Nice way to teach your children respect for their parents. Stop blaming a small blue bit of plastic for your inadequacies as a mother, lady.

This is exactly the point I was going to make!

I understand that young children can be a handful (particularly 4 of them) but if she had applied the same totalitarian insistence on the rotation (and provided consequences for complaining about giving it up when it wasn't your turn anymore) she might have been able to make it work.

The simple fact of the matter is that as was already mentioned any time you stick 1 very popular toy in the mix with 4 children who want to use it you've just created the problem. You must then immediately create a solution that involves rules and boundaries or it WILL get out of hand. They honestly didn't need 20 games either...they could have gotten 2 DS lite and some games and that alone would have alleviated tons of problems.

As for their fixation on it that is simple, you let them know how long their allowed to play and that when you tell them to get off or their time is up you expect them off immediately and failing to do so means they lose the privilege for set period of time.

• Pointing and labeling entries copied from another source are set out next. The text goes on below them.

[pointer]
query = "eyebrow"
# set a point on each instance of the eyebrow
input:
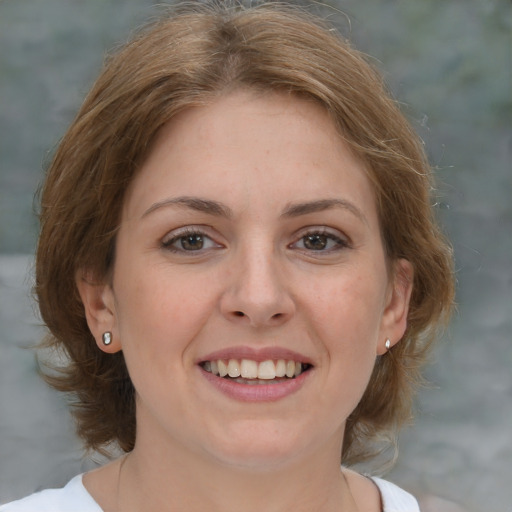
(298, 209)
(220, 210)
(194, 203)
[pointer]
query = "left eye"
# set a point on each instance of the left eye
(320, 242)
(189, 242)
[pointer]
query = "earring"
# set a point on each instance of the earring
(107, 338)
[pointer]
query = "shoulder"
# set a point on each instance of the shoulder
(73, 496)
(395, 499)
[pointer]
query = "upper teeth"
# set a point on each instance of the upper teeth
(249, 369)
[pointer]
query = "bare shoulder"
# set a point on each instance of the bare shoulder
(431, 503)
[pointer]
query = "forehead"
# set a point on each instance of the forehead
(251, 149)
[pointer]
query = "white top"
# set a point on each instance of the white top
(74, 497)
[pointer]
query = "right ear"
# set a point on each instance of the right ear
(99, 305)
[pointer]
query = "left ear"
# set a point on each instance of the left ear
(394, 318)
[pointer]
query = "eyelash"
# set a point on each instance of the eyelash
(188, 232)
(182, 235)
(340, 243)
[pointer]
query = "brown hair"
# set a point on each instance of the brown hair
(185, 59)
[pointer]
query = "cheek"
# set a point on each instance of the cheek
(346, 313)
(159, 315)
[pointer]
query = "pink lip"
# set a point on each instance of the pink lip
(256, 392)
(258, 355)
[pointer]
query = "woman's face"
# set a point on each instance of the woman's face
(250, 243)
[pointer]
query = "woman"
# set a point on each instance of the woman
(239, 258)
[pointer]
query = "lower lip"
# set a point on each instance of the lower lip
(256, 392)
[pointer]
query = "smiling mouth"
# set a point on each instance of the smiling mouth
(247, 371)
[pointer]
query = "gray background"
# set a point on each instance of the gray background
(449, 64)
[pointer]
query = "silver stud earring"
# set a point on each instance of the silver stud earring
(107, 338)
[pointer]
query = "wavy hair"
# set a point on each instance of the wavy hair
(188, 57)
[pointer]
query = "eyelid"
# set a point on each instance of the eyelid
(174, 235)
(342, 240)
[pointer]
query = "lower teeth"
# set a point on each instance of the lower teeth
(252, 382)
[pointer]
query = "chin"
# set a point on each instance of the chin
(259, 451)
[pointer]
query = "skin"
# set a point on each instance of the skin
(256, 282)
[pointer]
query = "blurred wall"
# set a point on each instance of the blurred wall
(449, 64)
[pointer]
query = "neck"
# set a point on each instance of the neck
(153, 480)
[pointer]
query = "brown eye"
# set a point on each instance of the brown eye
(191, 242)
(315, 242)
(188, 242)
(323, 242)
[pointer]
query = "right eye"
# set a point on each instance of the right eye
(189, 240)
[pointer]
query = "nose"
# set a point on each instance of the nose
(257, 291)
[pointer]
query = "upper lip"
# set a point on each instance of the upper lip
(256, 354)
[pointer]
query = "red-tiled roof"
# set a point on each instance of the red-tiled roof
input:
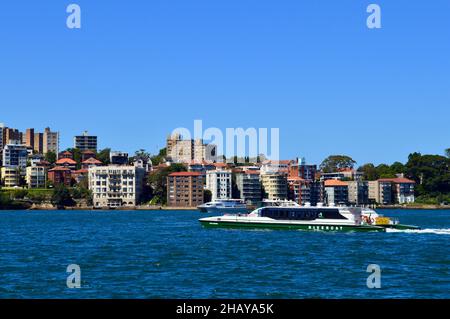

Honestly life is full of these types of activities that are easy to get lost in. The DS was an opportunity for her to teach her children how to responsibly partake in those activities without losing thier heads over it. She couldn't step up to the challenge and her kids suffer for it..not just because they don't have the DS but because the lesson the learned is a bad one.

@lingsys,

Nobody thinks its easy, they think she is bad at it...slight difference.